Leveraging MLLM Embeddings and Attribute Smoothing for Compositional Zero-Shot Learning

Xudong Yan,Songhe Feng,Yang Zhang,Jian Yang,Yueguan Lin,Haojun Fei
2024-11-18
Abstract:Compositional zero-shot learning (CZSL) aims to recognize novel compositions of attributes and objects learned from seen compositions. Previous works disentangle attribute and object by extracting shared and exclusive parts between image pairs sharing the same attribute (object), as well as aligning them with pretrained word embeddings to improve unseen attribute-object recognition. Despite the significant achievements of existing efforts, they are hampered by three limitations: (1) the efficacy of disentanglement is compromised due to the influence of the background and the intricate entanglement of attribute with object in the same parts. (2) existing word embeddings fail to capture complex multimodal semantic information. (3) overconfidence exhibited by existing models in seen compositions hinders their generalization to novel compositions. Being aware of these, we propose a novel framework named Multimodal Large Language Model (MLLM) embeddings and attribute smoothing guided disentanglement (TRIDENT) for CZSL. First, we leverage feature adaptive aggregation modules to mitigate the impact of background, and utilize learnable condition masks to capture multigranularity features for disentanglement. Then, the last hidden states of MLLM are employed as word embeddings for their superior representation capabilities. Moreover, we propose attribute smoothing with auxiliary attributes generated by Large Language Model (LLM) for seen compositions, addressing the issue of overconfidence by encouraging the model to learn more attributes in one given composition. Extensive experiments demonstrate that TRIDENT achieves state-of-the-art performance on three benchmarks.

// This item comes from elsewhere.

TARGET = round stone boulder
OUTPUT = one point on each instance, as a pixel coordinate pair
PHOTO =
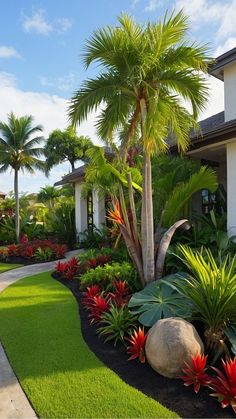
(171, 342)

Computer Vision and Pattern Recognition,Artificial Intelligence
What problem does this paper attempt to address?
The problem that this paper attempts to solve is how to improve the model's ability to recognize unseen attribute - object combinations in the Compositional Zero - Shot Learning (CZSL) task. Specifically, the paper points out that the current methods have the following three main problems: 1. **Difficulties in disentanglement**: Due to the influence of the background and the complex entanglement of attributes and objects in the same part, the existing disentanglement methods are not effective. The model tends to extract background features as exclusive features and faces significant challenges when performing disentanglement at the spatial level, because the spatial features of attributes and objects often overlap. 2. **Insufficient word embeddings**: The existing word embedding methods (such as Word2Vec and GloVe) are unable to capture complex multi - modal semantic information. These word embeddings are mainly based on word frequency and context co - occurrence and lack the ability to capture high - level semantic nuances. In addition, these word embeddings are trained only in a single text mode and cannot capture cross - modal information between images and text. 3. **Over - confidence**: Existing models show over - confidence in the seen combinations, which hinders their generalization ability to new combinations. Since one - hot labels are used in the training process, these models can only learn one attribute and object, ignoring the multiple attributes that an object naturally has. Therefore, the model is over - confident in known attributes and regards other attributes that may describe the object as negative attributes, resulting in a decline in performance on unseen combinations. To overcome these problems, the paper proposes a new framework, called TRIDENT (Multi - modal Large Language Model Embedding and Attribute - smoothing - guided Disentanglement), which mainly includes three modules: visual feature extraction, attribute - object disentanglement, and feature alignment. Through these modules, TRIDENT aims to reduce the influence of the background, use multi - granularity features for disentanglement, generate more powerful word embeddings using multi - modal large language models (MLLM), and reduce the over - confidence of the model through attribute - smoothing techniques, thereby improving the ability to recognize unseen combinations.